Secondo Francesca Rizzi, CEO e Co-founder di Jointly, applicata al welfare aziendale “la sostenibilità si traduce nella capacità di progettare e fornire servizi che offrano risposte efficaci ai nuovi bisogni delle persone e delle loro famiglie, un vero e proprio moltiplicatore sociale di benessere che può generare un impatto positivo misurabile sul benessere di tutti gli stakeholder coinvolti sul territorio, la S degli ESG, per l’appunto”.
Mettere a disposizione delle aziende servizi e soluzioni che siano in grado di sostenere per esempio le persone nel prendersi cura di sé e del proprio benessere, ma anche aiutare i genitori nella gestione dei propri figli o i caregiver nella cura dei familiari non autosufficienti, sono misure di welfare e di wellbeing che hanno un impatto positivo di lungo termine, favorendo la creazione di nuovi servizi o il miglioramento di quelli esistenti con benefici indiretti per tutta la società.
Ma c’è un impatto anche sulla governance dell’azienda – la G degli ESG – e su come l’organizzazione possa gestire questi processi in maniera più trasparente, attraverso un dialogo strutturato e interattivo con i dipendenti e i diversi stakeholder in un’ottica di sostenibilità.
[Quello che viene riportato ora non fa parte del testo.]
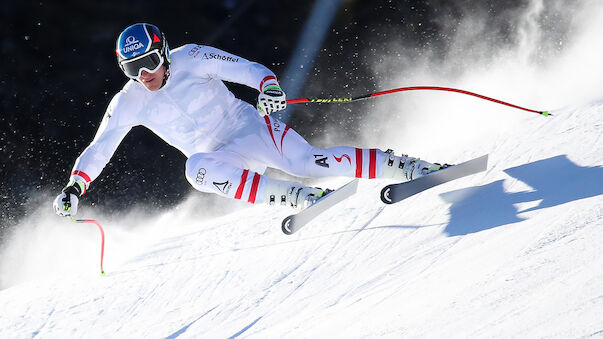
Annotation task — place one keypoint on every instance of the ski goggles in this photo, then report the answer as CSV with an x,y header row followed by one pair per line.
x,y
149,62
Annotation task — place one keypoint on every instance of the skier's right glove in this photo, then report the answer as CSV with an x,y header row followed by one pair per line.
x,y
66,203
272,99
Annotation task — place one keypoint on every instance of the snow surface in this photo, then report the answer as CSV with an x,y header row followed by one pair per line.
x,y
511,252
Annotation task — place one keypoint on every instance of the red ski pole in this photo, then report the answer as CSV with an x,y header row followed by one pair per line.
x,y
413,88
100,228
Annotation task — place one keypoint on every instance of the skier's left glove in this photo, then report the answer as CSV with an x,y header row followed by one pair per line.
x,y
65,203
272,99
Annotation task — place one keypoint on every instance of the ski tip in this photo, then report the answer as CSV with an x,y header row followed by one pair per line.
x,y
385,195
286,226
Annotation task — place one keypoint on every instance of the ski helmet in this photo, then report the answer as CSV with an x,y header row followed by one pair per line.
x,y
142,47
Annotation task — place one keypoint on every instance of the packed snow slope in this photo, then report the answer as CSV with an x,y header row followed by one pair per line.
x,y
514,252
511,252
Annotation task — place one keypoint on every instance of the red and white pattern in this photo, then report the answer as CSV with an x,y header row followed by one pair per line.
x,y
268,81
277,130
366,163
83,177
248,187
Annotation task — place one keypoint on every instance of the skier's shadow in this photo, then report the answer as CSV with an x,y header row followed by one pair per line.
x,y
555,181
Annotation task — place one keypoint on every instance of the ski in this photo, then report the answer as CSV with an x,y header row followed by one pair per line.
x,y
394,193
294,222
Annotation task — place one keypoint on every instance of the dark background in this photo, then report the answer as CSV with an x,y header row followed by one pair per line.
x,y
59,73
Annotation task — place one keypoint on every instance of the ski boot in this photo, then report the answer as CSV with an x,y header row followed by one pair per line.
x,y
292,194
405,168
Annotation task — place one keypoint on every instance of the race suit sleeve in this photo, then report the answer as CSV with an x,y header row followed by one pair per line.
x,y
210,61
116,123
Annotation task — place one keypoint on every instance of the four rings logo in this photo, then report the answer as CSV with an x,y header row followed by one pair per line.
x,y
385,195
132,44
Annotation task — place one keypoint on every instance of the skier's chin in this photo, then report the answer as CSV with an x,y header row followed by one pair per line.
x,y
152,85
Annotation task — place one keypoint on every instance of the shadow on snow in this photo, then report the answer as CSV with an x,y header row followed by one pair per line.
x,y
555,181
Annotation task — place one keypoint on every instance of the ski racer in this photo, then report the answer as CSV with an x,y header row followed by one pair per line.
x,y
180,95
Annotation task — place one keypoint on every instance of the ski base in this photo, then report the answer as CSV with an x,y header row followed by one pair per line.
x,y
294,222
394,193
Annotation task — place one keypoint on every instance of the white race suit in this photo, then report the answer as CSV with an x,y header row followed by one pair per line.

Perché il welfare sia a tutti gli effetti un elemento della S degli ESG i bisogni dell’individuo devono essere al centro della strategia di Corporate Wellbeing. Per esempio, in base ai dati raccolti da Jointly Voice, Il 47% dei lavoratori ha almeno un figlio in età scolare, e la maggioranza di loro (l’85%) chiede un supporto specifico nella gestione del loro ruolo genitoriale. Una risposta che per molti (80%) il welfare aziendale può dare attraverso servizi specifici, migliorando la qualità dell’equilibrio tra vita e lavoro.
Supportare la genitorialità significa quindi promuovere il benessere delle famiglie e dei territori in cui risiedono, e avere un impatto sulla S degli ESG attraverso servizi per accompagnarli dai primi anni di vita del figlio, alle attività fondamentali per la crescita, fino alle grandi scelte per il suo futuro.
Anche il supporto ai caregiver ha un impatto in termini sociali che va oltre le mura dell’ufficio e risponde a bisogni diffusi: in Italia oggi i caregiver sono più di 7 milioni.
Tra questi, più di un lavoratore su 3 (il 38%) si occupa di un familiare non autosufficiente, nella maggior parte dei casi personalmente e senza alcun supporto esterno, a fronte di un 33% che si rivolge a strutture o professionisti privati, mentre solo 1 su 4 (il 25%) accede a strutture pubbliche (dati studio congiunto BCG – Jointly).
Il supporto ai caregivers può essere declinato attraverso un servizio di orientamento, ma anche grazie all’accesso diretto a una rete di servizi socioassistenziali e di professionisti affidabili.
“Tutte le iniziative finalizzate al benessere dei dipendenti diventano fondamentali per un’impresa che vuole uniformarsi ai parametri ESG”, precisa Rizzi. “Non solo, fornendo ai propri collaboratori un ambiente felice e positivo in cui lavorare, le aziende potranno sicuramente contare su maggiore produttività e capacità di attrarre i talenti”.